Allah pun memberi kesempatan yang sangat luas kepada manusia untuk memilih mana yang baik menurut dirinya. Apakah ia akan mengikuti hawa nafsunya, atau ia akan mengikuti petunjuk dan ketentuan Allah sebagai penguasa alam semesta ini.
Seandainya manusia ditimpa azab yang pedih di akhirat nanti, maka azab itu pada hakikatnya ditimpakan atas kehendak diri mereka sendiri. Begitu juga jika mereka memperoleh kebahagiaan, maka kebahagiaan itu datang karena kehendak diri mereka sendiri sewaktu hidup di dunia.
Begitulah, kehidupan duniawi adalah untuk menguji manusia, siapa di antara mereka yang selalu menggunakan akal dan pikirannya memahami agama Allah, dan memilih mana perbuatan yang paling baik dikerjakannya, sehingga perbuatannya itu diridhai Allah.
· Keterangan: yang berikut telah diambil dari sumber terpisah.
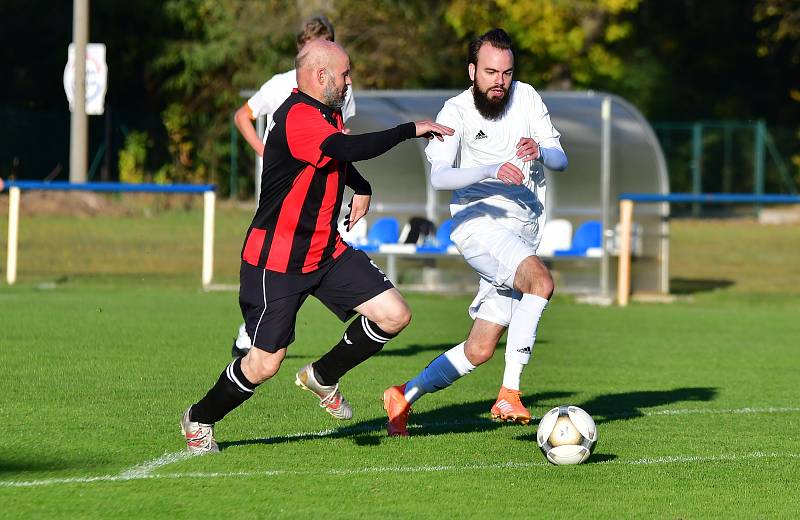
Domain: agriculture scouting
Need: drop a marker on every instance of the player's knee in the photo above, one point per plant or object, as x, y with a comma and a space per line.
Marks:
479, 352
536, 280
396, 318
259, 365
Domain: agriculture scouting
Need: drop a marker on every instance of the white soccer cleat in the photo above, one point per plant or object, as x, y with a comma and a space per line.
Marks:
199, 436
330, 397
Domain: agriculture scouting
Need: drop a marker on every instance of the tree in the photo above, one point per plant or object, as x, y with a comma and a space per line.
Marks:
779, 40
562, 44
223, 46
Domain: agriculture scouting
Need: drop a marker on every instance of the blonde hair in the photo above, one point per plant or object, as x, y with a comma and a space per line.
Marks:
313, 28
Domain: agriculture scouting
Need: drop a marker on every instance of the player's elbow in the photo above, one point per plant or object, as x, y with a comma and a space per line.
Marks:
241, 116
554, 159
437, 183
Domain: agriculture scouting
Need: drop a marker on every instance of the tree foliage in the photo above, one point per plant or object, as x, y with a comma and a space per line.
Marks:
568, 44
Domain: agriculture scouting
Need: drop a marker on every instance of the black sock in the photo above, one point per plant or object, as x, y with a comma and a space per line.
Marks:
231, 390
361, 340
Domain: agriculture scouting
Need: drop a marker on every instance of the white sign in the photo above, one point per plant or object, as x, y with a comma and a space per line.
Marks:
96, 77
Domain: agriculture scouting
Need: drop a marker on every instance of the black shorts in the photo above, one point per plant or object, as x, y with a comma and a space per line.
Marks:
270, 300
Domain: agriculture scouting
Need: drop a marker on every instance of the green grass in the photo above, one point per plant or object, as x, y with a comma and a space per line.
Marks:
696, 405
107, 338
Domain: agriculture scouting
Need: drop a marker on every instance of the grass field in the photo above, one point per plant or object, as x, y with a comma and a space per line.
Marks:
696, 402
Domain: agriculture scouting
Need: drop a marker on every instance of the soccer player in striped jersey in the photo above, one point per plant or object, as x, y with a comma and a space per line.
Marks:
494, 165
265, 102
293, 250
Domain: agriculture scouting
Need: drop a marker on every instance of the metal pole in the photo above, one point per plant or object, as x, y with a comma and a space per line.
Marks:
727, 148
13, 230
758, 160
605, 190
79, 128
234, 179
697, 164
209, 199
261, 124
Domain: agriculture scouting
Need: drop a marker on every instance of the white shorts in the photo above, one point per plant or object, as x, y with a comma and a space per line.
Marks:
495, 252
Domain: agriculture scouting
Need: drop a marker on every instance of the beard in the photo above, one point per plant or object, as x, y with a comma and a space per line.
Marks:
334, 97
490, 108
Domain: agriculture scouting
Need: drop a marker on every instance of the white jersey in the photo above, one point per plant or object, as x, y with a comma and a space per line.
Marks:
482, 142
274, 92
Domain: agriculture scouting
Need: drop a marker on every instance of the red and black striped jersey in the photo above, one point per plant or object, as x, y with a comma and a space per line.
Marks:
294, 229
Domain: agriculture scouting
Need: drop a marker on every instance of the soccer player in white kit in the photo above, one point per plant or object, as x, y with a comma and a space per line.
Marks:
494, 165
269, 97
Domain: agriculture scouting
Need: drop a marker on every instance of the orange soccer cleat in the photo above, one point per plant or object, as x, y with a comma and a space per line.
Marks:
509, 408
397, 408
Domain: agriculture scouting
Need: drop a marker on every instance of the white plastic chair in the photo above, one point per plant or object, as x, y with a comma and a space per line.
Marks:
557, 234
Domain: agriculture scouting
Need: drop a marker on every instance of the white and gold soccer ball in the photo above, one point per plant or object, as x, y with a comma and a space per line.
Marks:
566, 435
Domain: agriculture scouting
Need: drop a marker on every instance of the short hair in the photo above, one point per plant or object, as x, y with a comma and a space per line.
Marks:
497, 38
313, 28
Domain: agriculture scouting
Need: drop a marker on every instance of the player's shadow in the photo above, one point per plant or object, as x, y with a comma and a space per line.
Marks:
631, 405
691, 286
40, 464
459, 418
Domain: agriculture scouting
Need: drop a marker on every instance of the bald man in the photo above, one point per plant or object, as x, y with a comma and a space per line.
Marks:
292, 248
Juga untuk mengetahui siapa yang tabah dan tahan mengekang diri dari mengerjakan larangan-larangan Allah dan siapa pula yang paling taat kepada-Nya.
Baca Juga: Pentingnya Memahami Fiqih Jual Beli dalam Berdagang
Jikapun terjermbab ke dalam dosa dan kemaksiatan. Maka, Allah pun masih membuka pintu ampunan-Nya. Dialah Allah Yang Maha Pengampun kepada hamba-hamba-Nya yang mau bertobat kepada-Nya dengan menyesali perbuatan dosa yang telah dikerjakannya, berjanji tidak akan melakukan dosa itu lagi serta mengringinya dengan amal-amal kebaikan.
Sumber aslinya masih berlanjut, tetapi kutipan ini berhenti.